On Mon, Nov 16, 2020 at 5:16 PM Adam Roach <> wrote:

> On 11/16/20 11:12, Keith Moore wrote:
> > On 11/16/20 11:48 AM, Adam Roach wrote:
> >
> >> In the analysis, I think there are two costs to consider and one
> >> benefit. The benefit of leaving it online, of course, is that some
> >> small group of users still find utility in FTP.
> >
> > IMO that misstates the benefit.   A stable service can have a large
> > (and long-term) benefit even if only a few clients at a time use it.
> Only read in a vacuum. If you read further, I argue for the stable
> interfaces you want. I believe that your objections (here and elsewhere)
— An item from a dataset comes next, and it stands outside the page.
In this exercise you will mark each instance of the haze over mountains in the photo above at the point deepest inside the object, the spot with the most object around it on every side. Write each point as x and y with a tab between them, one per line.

> mentioning "user interface" conflate HTTP (transport) with HTML
> (markup), and mixing user interface into the RFCs isn't a foregone
> conclusion: the requirement you have of not mixing display in with
> documents is why I suggest that raw versions be made available. And I
> even argue for making the filesystem mountable like you requested, even
> if I consider that use case to be a bit baroque.
> I'm sympathetic to the position that all change can be disruptive, and I
> understand that you know how FTP works and are comfortable with it. At
> the same time, I'm not yet seeing any requirements that you've put forth
> that can't be met pretty trivially with HTTP, other than an inferred
> bedrock requirement of "this must not change at all."
> I get it. It's annoying when a technology we like falls by the wayside.
> But I think the costs I describe in my previous message are real, and
> the use cases described so far can be entirely met with HTTP. So I think
> a critical evaluation of the pros and cons points to retiring the
> service. YMMV, of course, but I encourage you to reflect a bit more on
> how much of your reaction is pushback on any change at all versus
> actually losing the ability to do what you want to do.